Wine quality is typically determined through scent and taste. Modern day data collection and technology brings into question whether a machine learning algorithm can accurately predict wine quality based on physicochemical attributes. A study conducted in 2016 used a dataset on red wines to create four different fuzzy models in an attempt to change the wine industry’s method of categorizing wine quality. If machine learning models can automate this process using physicochemical attributes such as alcohol level, residual sugar, and pH, instead of relying on subjective human testers, it would increase the competition and provide wine manufacturers with a stronger baseline on how to create better wines. In this study, it is mentioned that neural networks and other related machine learning models are not capable of predicting wine quality accurately. In this project, I aim to test that out by comparing models learned in this course, specifically neural networks and random forest models to attempt to achieve as high accuracy levels as possible.
import os
import matplotlib.pyplot as plt
import tensorflow as tf
import pandas as pd
from tensorflow import keras
wine = pd.read_csv('/content/winequality-red (1).csv')
wine2 = wine.copy()
wine3 = wine.copy()
wine4 = wine.copy()
#Obtaining maximum for each column
maximum = []
for i in wine.columns:
maximum.append(wine[i].max())
print(wine[i].max())
#Changing wine to match version 1 specifications
#Good/Bad categories of quality
wine['good'] = wine['quality'] >=6
idxGood = wine['quality'] >= 6
wine['good'] = 0
wine.loc[idxGood, 'good'] = 1
#Drop quality column
wine.drop(columns = 'quality')
#Normalizing version 1
wine['fixed acidity'] = wine['fixed acidity'] / maximum[0]

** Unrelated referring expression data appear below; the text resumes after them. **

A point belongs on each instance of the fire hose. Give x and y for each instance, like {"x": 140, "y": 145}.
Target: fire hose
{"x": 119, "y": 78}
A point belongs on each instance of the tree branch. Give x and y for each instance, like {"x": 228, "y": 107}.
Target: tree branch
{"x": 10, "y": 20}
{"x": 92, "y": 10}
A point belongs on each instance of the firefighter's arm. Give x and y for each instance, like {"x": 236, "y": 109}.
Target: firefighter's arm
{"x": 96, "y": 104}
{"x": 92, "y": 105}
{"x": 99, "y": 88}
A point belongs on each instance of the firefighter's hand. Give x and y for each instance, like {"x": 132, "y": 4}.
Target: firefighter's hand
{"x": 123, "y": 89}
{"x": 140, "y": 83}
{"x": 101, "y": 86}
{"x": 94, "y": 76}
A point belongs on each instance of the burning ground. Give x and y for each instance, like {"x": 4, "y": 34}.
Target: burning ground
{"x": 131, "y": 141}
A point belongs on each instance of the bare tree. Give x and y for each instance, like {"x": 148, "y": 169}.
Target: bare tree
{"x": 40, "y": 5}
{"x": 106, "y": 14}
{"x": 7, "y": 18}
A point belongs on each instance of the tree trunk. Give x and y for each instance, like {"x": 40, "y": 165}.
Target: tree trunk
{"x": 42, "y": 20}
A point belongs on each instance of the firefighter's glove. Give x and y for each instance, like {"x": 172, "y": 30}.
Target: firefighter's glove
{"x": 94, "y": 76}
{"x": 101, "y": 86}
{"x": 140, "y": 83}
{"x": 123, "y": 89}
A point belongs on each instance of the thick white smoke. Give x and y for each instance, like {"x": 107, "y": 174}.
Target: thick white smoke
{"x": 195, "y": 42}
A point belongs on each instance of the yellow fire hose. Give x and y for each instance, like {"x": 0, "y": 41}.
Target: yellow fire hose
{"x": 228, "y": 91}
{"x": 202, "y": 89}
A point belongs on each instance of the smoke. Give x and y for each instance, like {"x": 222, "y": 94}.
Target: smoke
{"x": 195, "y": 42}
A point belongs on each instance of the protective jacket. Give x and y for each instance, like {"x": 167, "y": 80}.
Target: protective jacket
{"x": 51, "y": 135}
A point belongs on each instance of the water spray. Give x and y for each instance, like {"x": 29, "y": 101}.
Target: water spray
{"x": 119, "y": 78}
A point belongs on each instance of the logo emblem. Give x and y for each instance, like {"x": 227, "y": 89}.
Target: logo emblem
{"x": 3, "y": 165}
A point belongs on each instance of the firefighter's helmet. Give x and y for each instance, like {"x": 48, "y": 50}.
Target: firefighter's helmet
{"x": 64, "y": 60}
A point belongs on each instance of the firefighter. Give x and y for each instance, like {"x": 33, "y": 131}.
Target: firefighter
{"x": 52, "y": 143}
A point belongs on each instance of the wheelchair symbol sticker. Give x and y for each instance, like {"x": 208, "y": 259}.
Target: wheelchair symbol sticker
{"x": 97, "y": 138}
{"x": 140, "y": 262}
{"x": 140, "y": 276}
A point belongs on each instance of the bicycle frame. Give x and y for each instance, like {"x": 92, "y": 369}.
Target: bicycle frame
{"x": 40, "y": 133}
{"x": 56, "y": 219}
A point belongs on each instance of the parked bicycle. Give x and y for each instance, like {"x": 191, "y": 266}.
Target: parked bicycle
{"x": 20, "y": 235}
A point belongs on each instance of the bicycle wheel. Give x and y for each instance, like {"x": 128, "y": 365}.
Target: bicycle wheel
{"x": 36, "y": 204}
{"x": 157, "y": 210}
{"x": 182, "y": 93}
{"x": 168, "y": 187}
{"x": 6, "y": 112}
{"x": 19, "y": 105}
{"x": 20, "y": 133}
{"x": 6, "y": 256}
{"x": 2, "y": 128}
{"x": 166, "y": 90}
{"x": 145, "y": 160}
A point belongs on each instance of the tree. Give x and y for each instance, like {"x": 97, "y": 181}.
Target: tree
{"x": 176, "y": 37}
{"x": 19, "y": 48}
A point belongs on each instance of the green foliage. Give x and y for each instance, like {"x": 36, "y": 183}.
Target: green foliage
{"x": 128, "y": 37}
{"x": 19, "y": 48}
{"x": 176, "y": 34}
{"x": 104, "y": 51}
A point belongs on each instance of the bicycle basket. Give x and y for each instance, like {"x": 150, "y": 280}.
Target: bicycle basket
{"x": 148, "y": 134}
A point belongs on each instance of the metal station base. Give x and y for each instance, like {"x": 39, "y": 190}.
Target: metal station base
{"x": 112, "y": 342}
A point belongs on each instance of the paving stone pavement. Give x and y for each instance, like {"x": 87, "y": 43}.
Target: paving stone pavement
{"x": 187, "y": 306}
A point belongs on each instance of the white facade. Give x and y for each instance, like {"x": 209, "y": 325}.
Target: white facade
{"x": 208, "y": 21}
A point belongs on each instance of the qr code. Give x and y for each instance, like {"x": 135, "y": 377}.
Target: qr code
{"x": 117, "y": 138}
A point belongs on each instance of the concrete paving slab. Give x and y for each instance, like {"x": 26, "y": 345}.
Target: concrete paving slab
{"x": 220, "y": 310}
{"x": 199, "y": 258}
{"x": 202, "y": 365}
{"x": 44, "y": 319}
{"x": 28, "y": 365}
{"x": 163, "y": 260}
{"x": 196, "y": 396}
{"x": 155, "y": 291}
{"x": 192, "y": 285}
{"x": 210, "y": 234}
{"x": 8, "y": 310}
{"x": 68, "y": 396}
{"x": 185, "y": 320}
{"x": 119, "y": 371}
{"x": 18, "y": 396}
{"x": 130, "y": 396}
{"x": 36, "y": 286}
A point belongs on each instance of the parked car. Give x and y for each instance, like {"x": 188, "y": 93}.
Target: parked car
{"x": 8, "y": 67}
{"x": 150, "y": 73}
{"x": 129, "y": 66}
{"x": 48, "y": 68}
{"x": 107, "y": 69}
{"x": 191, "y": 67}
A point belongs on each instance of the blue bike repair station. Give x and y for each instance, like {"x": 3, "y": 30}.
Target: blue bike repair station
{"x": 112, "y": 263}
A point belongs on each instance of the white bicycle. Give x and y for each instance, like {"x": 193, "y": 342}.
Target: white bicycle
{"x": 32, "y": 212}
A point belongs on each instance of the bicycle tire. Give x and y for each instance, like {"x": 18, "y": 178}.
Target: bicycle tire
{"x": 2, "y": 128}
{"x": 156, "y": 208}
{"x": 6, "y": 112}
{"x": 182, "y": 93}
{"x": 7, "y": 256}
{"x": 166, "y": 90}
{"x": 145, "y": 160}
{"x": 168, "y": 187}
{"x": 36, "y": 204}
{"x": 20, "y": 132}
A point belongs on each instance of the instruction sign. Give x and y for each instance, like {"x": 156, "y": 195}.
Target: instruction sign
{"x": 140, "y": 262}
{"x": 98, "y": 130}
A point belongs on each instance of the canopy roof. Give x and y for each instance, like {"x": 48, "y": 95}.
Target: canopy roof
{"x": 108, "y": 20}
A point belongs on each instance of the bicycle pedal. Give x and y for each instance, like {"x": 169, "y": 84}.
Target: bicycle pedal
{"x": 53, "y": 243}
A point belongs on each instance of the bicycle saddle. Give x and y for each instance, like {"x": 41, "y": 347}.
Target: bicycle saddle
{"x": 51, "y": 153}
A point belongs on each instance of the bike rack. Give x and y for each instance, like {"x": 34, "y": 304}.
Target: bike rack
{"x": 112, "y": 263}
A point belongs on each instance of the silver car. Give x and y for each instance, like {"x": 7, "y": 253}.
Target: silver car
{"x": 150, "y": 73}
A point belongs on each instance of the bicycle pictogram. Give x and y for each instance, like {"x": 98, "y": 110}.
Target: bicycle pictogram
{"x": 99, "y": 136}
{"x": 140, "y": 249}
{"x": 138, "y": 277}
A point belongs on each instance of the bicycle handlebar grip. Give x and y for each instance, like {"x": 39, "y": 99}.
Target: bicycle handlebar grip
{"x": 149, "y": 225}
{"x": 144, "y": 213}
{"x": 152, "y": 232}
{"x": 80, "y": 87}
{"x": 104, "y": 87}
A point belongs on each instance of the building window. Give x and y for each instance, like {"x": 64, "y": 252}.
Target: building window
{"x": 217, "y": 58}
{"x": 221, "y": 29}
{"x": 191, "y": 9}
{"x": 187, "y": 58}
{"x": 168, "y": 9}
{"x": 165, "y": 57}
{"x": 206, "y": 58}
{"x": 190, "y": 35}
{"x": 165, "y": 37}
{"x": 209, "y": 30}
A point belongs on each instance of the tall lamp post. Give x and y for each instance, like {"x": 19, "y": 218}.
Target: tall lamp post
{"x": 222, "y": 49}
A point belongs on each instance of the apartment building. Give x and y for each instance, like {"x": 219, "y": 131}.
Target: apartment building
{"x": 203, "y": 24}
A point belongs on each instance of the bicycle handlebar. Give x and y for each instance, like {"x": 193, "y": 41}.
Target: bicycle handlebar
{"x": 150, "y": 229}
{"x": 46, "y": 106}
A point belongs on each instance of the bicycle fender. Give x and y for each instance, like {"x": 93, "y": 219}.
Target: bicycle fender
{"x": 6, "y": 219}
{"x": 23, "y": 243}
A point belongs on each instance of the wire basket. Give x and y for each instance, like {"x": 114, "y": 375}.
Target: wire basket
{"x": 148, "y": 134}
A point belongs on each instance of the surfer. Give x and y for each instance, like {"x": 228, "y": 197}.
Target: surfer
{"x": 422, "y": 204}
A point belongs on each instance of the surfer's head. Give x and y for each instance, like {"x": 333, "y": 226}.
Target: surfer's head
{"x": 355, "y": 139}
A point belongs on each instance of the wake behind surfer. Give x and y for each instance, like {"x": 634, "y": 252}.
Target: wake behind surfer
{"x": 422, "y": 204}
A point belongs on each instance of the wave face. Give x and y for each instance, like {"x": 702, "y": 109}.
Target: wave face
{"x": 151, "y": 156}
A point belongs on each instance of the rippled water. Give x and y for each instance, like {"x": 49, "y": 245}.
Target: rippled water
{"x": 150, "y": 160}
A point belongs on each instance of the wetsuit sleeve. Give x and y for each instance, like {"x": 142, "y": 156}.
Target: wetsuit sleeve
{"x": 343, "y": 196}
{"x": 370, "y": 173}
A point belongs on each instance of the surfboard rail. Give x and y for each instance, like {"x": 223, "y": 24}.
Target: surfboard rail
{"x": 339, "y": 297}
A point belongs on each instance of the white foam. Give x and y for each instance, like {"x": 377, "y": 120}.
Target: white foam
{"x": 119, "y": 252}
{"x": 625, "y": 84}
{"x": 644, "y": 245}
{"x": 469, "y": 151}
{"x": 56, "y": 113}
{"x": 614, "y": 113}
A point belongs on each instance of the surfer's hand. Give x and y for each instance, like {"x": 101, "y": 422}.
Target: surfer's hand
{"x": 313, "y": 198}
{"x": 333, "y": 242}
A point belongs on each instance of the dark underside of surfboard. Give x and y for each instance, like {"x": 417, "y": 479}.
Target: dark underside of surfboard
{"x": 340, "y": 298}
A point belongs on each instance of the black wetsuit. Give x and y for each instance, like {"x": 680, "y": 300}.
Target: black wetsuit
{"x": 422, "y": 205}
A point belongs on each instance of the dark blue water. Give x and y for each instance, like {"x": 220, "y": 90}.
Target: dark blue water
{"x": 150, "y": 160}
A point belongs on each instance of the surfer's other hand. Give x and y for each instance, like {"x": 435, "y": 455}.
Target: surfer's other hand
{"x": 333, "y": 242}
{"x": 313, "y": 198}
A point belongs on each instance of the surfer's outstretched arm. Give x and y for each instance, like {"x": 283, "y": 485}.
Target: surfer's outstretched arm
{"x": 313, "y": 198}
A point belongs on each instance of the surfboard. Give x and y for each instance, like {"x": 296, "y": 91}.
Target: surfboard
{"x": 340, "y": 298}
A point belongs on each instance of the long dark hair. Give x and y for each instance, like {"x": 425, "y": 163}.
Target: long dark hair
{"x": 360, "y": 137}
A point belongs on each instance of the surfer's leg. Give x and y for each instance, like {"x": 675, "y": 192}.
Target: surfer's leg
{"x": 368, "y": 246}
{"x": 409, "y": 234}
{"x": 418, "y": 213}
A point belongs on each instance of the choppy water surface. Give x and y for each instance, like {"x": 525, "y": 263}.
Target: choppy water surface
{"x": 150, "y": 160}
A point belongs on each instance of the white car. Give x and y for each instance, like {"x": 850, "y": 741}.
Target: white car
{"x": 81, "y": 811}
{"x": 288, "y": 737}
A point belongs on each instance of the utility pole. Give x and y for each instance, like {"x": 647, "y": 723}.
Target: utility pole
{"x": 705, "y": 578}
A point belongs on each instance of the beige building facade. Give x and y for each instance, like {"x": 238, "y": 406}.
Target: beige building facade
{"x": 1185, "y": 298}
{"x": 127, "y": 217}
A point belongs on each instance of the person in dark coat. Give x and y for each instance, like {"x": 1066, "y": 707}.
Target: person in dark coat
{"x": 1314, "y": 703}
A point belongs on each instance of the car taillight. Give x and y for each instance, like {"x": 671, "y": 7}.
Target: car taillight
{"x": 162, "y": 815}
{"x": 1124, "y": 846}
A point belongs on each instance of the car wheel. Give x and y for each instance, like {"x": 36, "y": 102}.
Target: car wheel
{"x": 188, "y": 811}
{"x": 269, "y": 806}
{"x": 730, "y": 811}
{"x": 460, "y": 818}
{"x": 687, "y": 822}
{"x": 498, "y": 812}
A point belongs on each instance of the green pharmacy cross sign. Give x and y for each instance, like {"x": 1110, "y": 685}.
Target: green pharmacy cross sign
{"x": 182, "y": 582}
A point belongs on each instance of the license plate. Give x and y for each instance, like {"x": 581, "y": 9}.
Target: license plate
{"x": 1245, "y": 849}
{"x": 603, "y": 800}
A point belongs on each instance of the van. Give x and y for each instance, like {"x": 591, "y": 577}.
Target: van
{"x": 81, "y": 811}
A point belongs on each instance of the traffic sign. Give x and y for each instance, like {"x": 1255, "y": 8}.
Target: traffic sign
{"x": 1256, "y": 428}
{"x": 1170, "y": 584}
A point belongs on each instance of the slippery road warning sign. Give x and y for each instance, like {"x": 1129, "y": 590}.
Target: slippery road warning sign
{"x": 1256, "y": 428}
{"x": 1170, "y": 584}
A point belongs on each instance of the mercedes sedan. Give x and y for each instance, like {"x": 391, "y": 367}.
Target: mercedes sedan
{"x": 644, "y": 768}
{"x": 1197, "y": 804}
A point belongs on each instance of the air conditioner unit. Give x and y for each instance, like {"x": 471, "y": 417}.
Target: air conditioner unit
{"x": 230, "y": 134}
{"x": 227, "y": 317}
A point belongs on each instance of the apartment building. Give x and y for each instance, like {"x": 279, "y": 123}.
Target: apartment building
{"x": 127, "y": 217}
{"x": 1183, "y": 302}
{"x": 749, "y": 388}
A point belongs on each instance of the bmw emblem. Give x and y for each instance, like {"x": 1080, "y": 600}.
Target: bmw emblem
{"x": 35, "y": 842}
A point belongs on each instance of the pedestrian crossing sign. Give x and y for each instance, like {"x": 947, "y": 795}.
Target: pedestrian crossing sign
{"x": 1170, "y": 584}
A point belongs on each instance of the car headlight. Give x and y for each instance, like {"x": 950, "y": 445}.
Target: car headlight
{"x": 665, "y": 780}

wine['volatile acidity'] = wine['volatile acidity'] / maximum[1]
wine['citric acid'] = wine['citric acid'] / maximum[2]
wine['residual sugar'] = wine['residual sugar'] / maximum[3]
wine['chlorides'] = wine['chlorides'] / maximum[4]
wine['free sulfur dioxide'] = wine['free sulfur dioxide'] / maximum[5]
wine['total sulfur dioxide'] = wine['total sulfur dioxide'] / maximum[6]
wine['density'] = wine['density'] / maximum[7]
wine['pH'] = wine['pH'] / maximum[8]
wine['sulphates'] = wine['sulphates'] / maximum[9]
wine['alcohol'] = wine['alcohol'] / maximum[10]
#Changing wine2 to match version 2 specifications
#Good/Bad categories of quality
wine2['good'] = wine2['quality'] >=6
#Drop quality column
wine.drop(columns = 'quality')
#Changing wine3 to match version 3 specifications
wine3['fixed acidity'] = wine['fixed acidity'] / maximum[0]
wine3['volatile acidity'] = wine['volatile acidity'] / maximum[1]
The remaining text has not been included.